Last week, polar vortex:

A few days ago, February thaw:

Yesterday morning, the commute to the cities was an ice adventure. On one of the close-to-home country roads, my tires lost grip and the Crosstrek started to float at a bit of a sideways angle. At the wee hours of morning, there were no other cars around, otherwise, that slide could have been a head-on collision disaster, as I encroached into the oncoming lane.

After a short distance, the tires re-gripped and the car violently responded with a sudden jolt of physics reality, returning without trouble to rolling straight forward, aligned in the proper lane of travel.

I adjusted my speed accordingly for the rest of the commute.

The residual trepidation that gripped me after that brief adventure in free flight was the possibility, or probability, of someone driving toward me losing traction like I had and then floating uncontrollably into my lane. Luckily, there were only a few cars that approached while I was on two-lane roads. After that, it was all divided highway.

I witnessed no crashes driving in the 5 o’clock hour, but my nerves were further rattled by a radio report that 4 salting trucks had slid into ditches in the county just north of our home.

I carefully pulled my car into the parking spot at work and breathed a sigh of relief. When I stepped out onto the glazed pavement, I was startled over how slippery it actually was. I couldn’t walk up the tiniest incline of sidewalk to the front door. I needed to “penguin” my way over to some snow and walk on that.

A coworker had the best solution for all this crazy winter weather we’ve been facing lately. Humans should be genetically engineered to hibernate during winter.

This is how I am able to recognize I am truly aging.
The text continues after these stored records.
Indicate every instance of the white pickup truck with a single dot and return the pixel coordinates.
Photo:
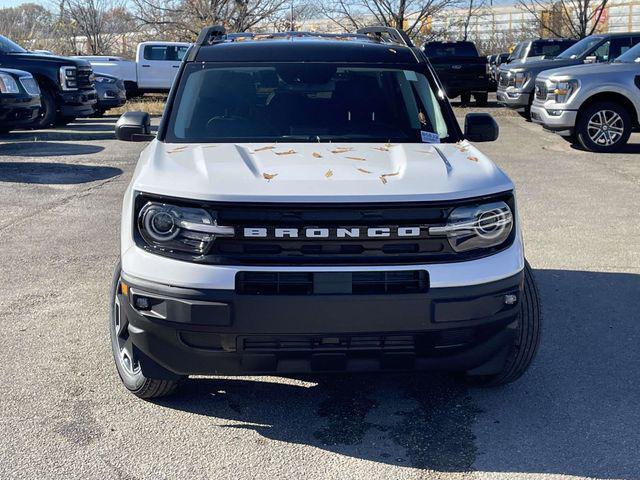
(153, 70)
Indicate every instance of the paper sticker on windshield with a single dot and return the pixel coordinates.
(410, 75)
(429, 137)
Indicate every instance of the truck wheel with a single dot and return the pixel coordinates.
(124, 352)
(482, 98)
(526, 340)
(603, 127)
(47, 115)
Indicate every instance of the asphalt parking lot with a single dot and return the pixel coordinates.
(64, 413)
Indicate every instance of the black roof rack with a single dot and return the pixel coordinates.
(394, 34)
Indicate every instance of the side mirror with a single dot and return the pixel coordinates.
(134, 127)
(480, 127)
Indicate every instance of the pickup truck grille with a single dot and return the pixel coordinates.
(398, 245)
(85, 77)
(541, 91)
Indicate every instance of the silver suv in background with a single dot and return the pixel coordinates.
(516, 81)
(594, 105)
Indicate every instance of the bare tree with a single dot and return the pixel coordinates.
(566, 18)
(28, 24)
(183, 19)
(414, 16)
(94, 26)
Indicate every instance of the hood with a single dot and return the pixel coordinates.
(50, 58)
(583, 70)
(541, 65)
(320, 172)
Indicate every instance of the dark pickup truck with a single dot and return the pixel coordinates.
(461, 69)
(66, 84)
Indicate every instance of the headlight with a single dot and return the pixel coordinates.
(478, 226)
(105, 80)
(518, 79)
(170, 227)
(68, 78)
(8, 84)
(562, 90)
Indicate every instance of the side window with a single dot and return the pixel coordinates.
(155, 52)
(602, 52)
(619, 46)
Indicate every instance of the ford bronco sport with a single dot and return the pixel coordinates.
(309, 204)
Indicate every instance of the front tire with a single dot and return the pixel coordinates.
(526, 341)
(48, 110)
(125, 353)
(604, 127)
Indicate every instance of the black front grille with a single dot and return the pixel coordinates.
(394, 249)
(85, 77)
(541, 90)
(330, 283)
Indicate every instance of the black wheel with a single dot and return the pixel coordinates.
(481, 98)
(526, 341)
(125, 353)
(603, 127)
(61, 121)
(48, 110)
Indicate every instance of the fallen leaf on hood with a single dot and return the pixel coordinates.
(341, 150)
(288, 152)
(384, 176)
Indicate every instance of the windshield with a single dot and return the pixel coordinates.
(630, 56)
(7, 46)
(579, 49)
(548, 49)
(305, 102)
(459, 49)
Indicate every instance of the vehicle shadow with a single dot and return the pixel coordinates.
(574, 413)
(47, 149)
(54, 173)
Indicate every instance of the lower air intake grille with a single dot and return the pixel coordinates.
(330, 283)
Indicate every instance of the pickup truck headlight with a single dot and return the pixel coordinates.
(563, 89)
(176, 228)
(518, 79)
(477, 226)
(68, 78)
(8, 84)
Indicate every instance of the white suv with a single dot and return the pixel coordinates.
(310, 204)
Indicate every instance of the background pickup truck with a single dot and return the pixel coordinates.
(153, 70)
(461, 70)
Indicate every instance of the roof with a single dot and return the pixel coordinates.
(305, 47)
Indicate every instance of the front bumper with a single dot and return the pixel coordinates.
(511, 98)
(565, 120)
(18, 110)
(212, 332)
(79, 103)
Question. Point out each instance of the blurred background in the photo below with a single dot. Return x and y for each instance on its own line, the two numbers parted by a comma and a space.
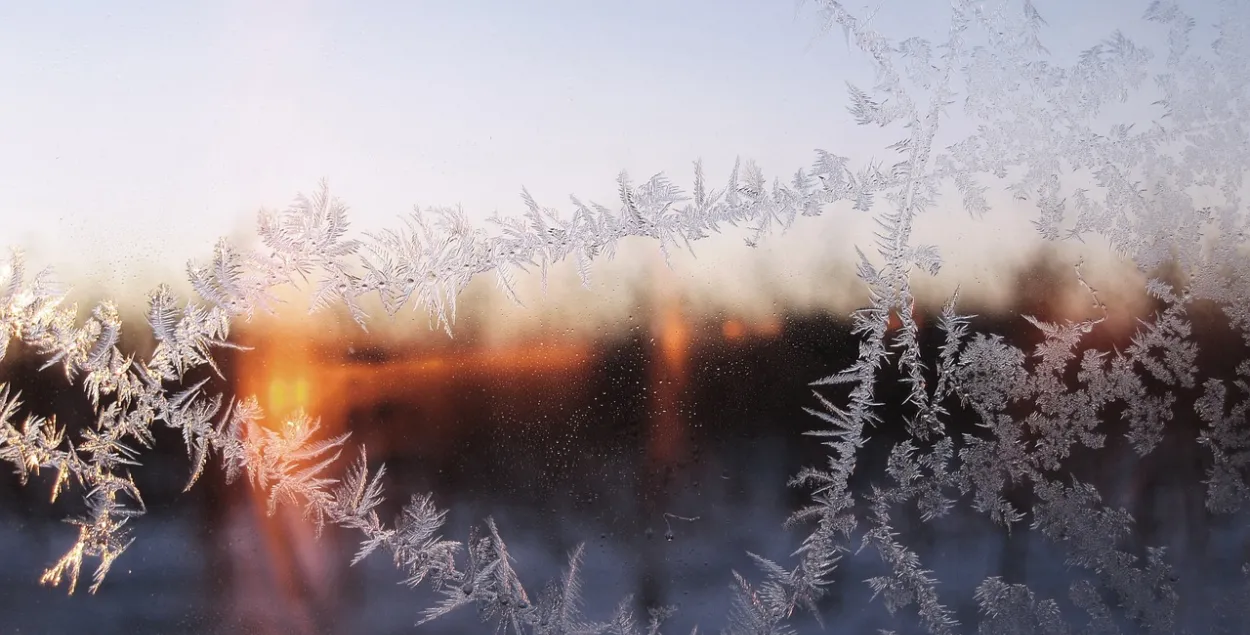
610, 439
133, 136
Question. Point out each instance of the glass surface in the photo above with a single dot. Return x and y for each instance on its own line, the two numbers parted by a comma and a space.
978, 365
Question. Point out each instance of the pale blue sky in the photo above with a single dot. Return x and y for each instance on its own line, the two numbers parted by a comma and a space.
134, 134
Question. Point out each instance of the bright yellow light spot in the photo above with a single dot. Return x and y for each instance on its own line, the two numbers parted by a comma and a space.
276, 395
301, 393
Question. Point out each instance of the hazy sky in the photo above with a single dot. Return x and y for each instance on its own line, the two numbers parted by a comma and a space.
134, 134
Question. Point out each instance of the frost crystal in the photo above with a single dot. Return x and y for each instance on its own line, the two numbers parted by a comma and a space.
1165, 194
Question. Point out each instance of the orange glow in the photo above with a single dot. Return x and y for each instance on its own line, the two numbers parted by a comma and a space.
669, 374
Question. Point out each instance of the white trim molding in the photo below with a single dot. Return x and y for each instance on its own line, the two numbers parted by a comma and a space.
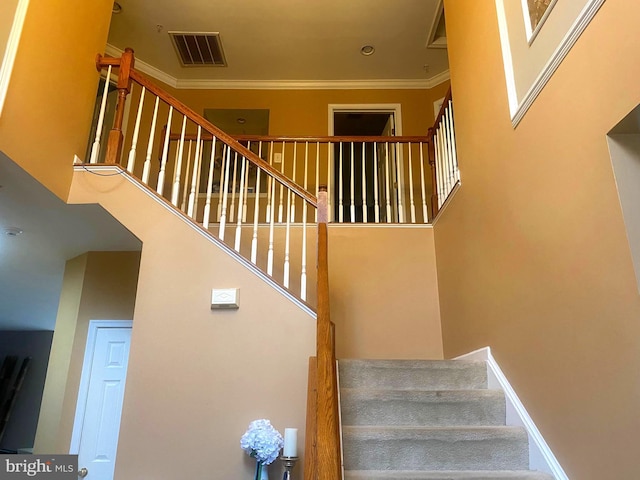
541, 457
519, 106
12, 49
209, 84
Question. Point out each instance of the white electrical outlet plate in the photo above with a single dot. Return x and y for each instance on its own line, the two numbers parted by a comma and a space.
225, 298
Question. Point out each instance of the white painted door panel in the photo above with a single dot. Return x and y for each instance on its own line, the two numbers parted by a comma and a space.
103, 409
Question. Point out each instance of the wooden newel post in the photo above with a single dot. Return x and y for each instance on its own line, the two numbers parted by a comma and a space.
434, 177
323, 210
328, 431
114, 144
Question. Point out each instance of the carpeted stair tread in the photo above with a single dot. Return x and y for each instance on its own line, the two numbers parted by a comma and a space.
410, 374
422, 407
446, 475
435, 448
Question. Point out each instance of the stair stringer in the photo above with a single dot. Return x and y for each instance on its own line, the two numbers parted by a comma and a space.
541, 457
116, 170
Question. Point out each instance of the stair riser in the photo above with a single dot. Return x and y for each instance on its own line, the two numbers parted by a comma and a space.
381, 375
435, 453
423, 410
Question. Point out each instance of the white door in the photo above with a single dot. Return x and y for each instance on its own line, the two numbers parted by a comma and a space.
97, 422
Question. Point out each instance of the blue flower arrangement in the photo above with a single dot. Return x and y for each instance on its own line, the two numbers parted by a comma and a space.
262, 442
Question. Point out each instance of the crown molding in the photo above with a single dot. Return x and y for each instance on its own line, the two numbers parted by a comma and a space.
206, 84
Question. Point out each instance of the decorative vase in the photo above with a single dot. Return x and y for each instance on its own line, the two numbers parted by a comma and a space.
262, 471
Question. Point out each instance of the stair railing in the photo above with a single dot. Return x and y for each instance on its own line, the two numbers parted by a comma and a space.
222, 185
443, 157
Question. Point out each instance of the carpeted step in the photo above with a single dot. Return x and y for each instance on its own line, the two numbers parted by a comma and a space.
435, 448
422, 407
446, 475
412, 374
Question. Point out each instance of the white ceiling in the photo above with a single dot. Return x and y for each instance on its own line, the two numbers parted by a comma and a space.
32, 264
288, 40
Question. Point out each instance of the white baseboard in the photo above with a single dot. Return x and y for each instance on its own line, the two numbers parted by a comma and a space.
541, 457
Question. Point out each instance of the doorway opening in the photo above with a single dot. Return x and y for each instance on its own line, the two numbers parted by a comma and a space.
357, 164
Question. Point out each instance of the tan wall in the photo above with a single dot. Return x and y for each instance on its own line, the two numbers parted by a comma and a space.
384, 293
532, 254
7, 12
96, 286
197, 377
305, 112
47, 113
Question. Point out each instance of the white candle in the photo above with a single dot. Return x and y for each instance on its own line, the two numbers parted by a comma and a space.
290, 442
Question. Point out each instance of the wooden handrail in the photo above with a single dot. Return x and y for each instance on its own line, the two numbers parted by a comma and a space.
327, 429
224, 137
132, 74
331, 139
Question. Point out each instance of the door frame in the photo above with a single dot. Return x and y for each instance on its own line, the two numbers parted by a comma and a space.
394, 108
83, 390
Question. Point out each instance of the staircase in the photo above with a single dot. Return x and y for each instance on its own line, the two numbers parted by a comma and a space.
436, 420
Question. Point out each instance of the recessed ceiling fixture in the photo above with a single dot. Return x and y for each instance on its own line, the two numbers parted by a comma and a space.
367, 50
12, 231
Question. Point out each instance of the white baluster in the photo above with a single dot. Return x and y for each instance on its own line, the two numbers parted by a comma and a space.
207, 205
269, 180
196, 197
352, 191
223, 216
281, 205
303, 274
223, 162
232, 210
425, 215
256, 212
165, 153
271, 222
175, 190
183, 205
329, 182
95, 148
147, 161
387, 181
239, 223
364, 184
195, 176
287, 241
413, 206
452, 140
317, 176
306, 174
246, 188
399, 169
293, 177
136, 131
340, 204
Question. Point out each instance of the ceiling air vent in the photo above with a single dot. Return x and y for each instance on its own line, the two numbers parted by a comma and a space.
199, 49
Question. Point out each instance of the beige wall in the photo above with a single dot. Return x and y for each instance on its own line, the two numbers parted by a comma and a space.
305, 112
197, 377
384, 292
96, 286
532, 254
47, 113
7, 12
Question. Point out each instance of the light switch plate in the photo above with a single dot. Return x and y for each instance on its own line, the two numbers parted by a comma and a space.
225, 298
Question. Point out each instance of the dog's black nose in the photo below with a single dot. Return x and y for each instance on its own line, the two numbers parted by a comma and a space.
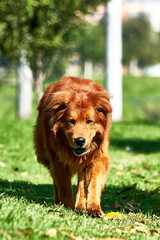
80, 141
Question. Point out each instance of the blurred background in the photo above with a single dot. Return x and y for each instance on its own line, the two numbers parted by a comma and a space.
43, 40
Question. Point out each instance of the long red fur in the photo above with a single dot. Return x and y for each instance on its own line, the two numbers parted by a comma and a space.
69, 109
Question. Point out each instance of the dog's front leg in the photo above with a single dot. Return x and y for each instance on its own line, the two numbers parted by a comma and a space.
80, 203
95, 176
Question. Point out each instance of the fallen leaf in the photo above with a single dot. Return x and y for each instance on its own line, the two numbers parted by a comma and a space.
19, 234
52, 232
133, 186
114, 215
117, 205
6, 235
118, 167
128, 148
153, 231
140, 227
71, 236
24, 174
112, 238
119, 173
27, 233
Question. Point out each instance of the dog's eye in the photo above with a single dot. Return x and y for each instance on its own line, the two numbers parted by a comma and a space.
101, 110
72, 121
89, 121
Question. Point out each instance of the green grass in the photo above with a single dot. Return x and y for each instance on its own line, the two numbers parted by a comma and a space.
141, 98
26, 192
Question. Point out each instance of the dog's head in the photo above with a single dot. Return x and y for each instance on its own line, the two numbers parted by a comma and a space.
80, 120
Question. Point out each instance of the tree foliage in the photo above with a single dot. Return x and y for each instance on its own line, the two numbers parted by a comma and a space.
92, 43
139, 41
43, 28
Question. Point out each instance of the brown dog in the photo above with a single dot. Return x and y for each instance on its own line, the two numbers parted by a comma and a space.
72, 136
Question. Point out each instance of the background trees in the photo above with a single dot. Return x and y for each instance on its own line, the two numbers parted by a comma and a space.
140, 42
43, 28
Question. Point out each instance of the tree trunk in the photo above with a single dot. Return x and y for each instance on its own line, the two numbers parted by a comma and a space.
114, 56
25, 80
39, 78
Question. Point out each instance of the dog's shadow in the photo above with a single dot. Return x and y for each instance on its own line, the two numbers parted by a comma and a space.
126, 198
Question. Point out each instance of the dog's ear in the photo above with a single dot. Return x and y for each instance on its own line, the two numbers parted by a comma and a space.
103, 106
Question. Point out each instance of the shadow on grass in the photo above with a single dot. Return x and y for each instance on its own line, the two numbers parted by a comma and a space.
137, 145
126, 198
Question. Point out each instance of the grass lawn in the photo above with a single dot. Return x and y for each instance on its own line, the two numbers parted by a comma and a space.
26, 192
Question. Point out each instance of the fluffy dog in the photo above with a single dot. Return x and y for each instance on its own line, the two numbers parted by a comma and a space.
72, 137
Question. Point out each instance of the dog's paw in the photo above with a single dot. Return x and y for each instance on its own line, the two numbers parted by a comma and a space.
80, 208
95, 210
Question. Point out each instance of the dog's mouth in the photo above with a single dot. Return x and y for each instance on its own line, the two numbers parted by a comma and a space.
79, 151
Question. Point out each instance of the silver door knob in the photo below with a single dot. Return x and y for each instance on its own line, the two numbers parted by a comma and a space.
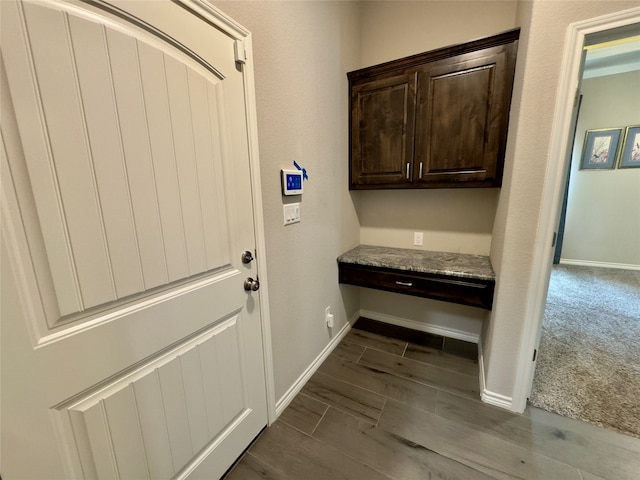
247, 257
251, 285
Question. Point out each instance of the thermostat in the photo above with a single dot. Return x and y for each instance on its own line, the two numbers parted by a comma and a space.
291, 182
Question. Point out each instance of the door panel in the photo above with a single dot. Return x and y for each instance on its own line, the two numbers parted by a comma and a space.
126, 206
114, 202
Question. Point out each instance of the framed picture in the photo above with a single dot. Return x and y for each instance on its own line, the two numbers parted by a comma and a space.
600, 149
631, 148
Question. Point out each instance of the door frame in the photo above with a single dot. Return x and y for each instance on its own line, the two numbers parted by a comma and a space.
243, 39
553, 190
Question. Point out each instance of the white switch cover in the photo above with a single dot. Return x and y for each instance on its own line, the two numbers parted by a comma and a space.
291, 213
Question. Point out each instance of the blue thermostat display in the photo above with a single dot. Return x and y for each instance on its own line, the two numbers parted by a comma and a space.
291, 182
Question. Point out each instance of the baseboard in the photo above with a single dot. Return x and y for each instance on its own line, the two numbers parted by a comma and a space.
286, 399
491, 398
404, 322
588, 263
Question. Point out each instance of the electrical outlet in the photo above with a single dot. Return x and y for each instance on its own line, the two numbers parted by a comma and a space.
328, 317
291, 213
418, 238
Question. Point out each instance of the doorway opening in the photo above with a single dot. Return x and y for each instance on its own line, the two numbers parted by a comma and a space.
585, 367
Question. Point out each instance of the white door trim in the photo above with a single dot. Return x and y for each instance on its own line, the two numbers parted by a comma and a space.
554, 188
238, 32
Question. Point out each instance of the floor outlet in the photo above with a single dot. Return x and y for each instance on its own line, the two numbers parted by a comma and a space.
418, 238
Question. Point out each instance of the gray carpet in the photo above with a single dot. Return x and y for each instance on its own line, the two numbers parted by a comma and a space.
589, 357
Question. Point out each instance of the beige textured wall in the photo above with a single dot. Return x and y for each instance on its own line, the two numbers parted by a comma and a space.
544, 25
603, 210
453, 220
302, 51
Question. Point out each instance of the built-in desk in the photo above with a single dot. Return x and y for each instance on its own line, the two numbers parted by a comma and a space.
452, 277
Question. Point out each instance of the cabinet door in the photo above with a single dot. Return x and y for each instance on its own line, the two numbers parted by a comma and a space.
461, 125
382, 131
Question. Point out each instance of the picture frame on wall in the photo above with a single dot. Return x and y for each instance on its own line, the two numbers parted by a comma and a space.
600, 149
630, 156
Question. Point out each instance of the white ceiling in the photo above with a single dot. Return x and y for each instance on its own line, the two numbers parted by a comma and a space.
610, 58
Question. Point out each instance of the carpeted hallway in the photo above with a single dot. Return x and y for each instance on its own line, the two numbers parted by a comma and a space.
588, 364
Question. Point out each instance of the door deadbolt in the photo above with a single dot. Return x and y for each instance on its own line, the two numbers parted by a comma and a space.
251, 285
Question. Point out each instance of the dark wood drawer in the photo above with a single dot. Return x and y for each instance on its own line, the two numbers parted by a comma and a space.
466, 291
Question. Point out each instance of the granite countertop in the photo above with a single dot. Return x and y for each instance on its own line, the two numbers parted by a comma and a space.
423, 261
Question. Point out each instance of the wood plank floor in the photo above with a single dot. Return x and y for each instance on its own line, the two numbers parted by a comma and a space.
383, 408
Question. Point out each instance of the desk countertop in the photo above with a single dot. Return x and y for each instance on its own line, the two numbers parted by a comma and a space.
422, 261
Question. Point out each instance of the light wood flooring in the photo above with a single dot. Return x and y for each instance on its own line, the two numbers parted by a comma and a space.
382, 408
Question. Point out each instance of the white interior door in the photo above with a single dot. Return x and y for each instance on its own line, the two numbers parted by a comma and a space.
130, 348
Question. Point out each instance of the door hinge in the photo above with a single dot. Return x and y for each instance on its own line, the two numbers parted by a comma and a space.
240, 52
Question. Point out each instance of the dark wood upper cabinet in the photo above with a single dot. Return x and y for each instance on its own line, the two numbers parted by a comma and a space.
433, 120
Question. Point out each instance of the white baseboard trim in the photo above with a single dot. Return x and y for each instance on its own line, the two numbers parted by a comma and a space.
491, 398
588, 263
286, 399
412, 324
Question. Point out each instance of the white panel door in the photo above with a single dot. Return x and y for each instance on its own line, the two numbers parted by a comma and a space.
130, 348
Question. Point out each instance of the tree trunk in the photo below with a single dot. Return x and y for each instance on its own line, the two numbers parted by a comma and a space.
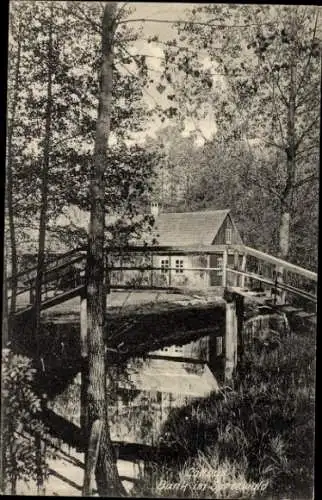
107, 478
287, 198
43, 224
13, 247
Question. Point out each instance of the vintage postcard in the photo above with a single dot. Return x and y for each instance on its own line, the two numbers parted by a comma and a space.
160, 249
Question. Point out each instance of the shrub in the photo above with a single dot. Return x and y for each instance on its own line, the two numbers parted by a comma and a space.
206, 476
21, 424
266, 423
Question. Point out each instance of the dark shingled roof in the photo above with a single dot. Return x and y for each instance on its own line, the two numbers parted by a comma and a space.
188, 228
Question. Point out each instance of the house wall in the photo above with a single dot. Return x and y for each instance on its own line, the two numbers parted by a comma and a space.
191, 279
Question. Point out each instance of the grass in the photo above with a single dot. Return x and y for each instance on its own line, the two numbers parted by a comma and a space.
255, 440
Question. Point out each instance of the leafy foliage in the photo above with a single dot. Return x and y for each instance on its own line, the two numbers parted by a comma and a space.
21, 423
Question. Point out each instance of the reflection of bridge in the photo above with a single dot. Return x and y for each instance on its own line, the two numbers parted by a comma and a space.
145, 313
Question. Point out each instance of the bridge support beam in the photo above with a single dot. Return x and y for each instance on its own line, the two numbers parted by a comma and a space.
84, 361
230, 340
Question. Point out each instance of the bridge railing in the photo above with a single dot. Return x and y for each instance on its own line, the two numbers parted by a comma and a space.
173, 268
261, 271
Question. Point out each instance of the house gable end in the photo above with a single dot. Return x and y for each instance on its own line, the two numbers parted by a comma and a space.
220, 237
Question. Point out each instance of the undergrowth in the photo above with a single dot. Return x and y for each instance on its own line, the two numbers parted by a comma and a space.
255, 440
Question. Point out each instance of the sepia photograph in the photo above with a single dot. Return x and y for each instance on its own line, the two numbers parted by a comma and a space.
160, 249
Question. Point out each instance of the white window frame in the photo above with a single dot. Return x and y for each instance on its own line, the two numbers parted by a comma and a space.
179, 265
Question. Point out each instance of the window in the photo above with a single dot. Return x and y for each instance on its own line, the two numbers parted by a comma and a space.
164, 265
179, 266
228, 236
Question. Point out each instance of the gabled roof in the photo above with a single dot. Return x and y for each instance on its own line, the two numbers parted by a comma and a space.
188, 228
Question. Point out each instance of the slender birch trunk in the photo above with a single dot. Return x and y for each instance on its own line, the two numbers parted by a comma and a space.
107, 478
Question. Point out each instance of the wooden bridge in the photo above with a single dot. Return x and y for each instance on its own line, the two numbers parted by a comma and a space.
146, 313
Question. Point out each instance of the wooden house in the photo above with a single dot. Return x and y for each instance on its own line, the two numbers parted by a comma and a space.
214, 228
187, 230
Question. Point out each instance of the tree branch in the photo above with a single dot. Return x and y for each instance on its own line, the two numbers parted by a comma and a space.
310, 54
309, 178
302, 136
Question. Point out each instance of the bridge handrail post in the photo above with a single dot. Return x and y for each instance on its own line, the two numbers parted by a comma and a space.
224, 267
243, 268
236, 266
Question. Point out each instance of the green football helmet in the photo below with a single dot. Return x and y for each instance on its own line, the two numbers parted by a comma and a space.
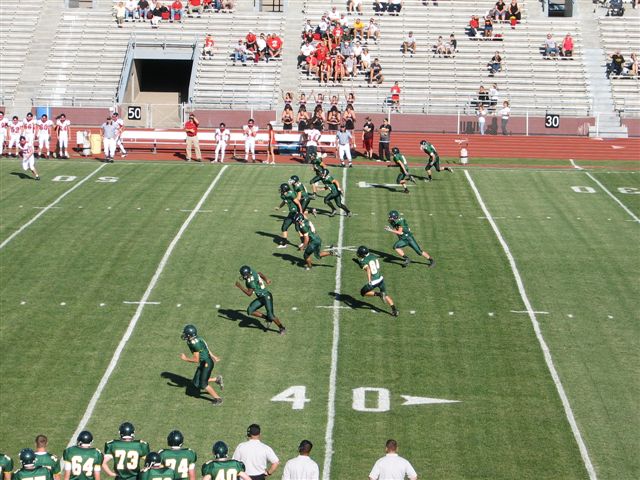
175, 438
127, 429
85, 437
27, 457
189, 331
220, 449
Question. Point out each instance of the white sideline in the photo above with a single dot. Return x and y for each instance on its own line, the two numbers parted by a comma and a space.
331, 402
50, 206
536, 327
134, 320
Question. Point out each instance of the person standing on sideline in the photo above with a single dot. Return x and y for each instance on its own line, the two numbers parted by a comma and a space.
191, 128
345, 141
26, 153
109, 134
383, 143
505, 113
205, 360
256, 455
222, 137
392, 466
302, 467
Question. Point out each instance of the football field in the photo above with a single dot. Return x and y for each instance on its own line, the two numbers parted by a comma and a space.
515, 357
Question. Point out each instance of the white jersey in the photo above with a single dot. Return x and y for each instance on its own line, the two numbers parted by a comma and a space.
222, 136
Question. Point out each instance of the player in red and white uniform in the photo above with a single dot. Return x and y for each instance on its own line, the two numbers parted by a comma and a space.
63, 127
250, 131
43, 126
27, 154
222, 138
3, 131
29, 128
120, 124
15, 130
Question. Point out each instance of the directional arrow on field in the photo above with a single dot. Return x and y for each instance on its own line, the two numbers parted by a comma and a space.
408, 400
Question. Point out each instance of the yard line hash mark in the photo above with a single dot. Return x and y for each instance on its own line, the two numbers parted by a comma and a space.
536, 327
49, 207
134, 320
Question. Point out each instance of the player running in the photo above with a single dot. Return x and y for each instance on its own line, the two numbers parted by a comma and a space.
371, 265
399, 226
433, 161
401, 162
311, 242
205, 360
289, 198
256, 282
335, 193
That idea actually sounds appealing to me.

I suppose in a few more years, I will start talking about moving south over the winter months.

It’s enough to make my 20-year-old self roll over in his hypothetical grave. There are days I miss that guy.

I gotta admit, though, the sight of my 60-year milestone approaching on the horizon has me leaning more toward liking the looks of that future snow-bird guy a bit more than the young winter athlete of years gone by.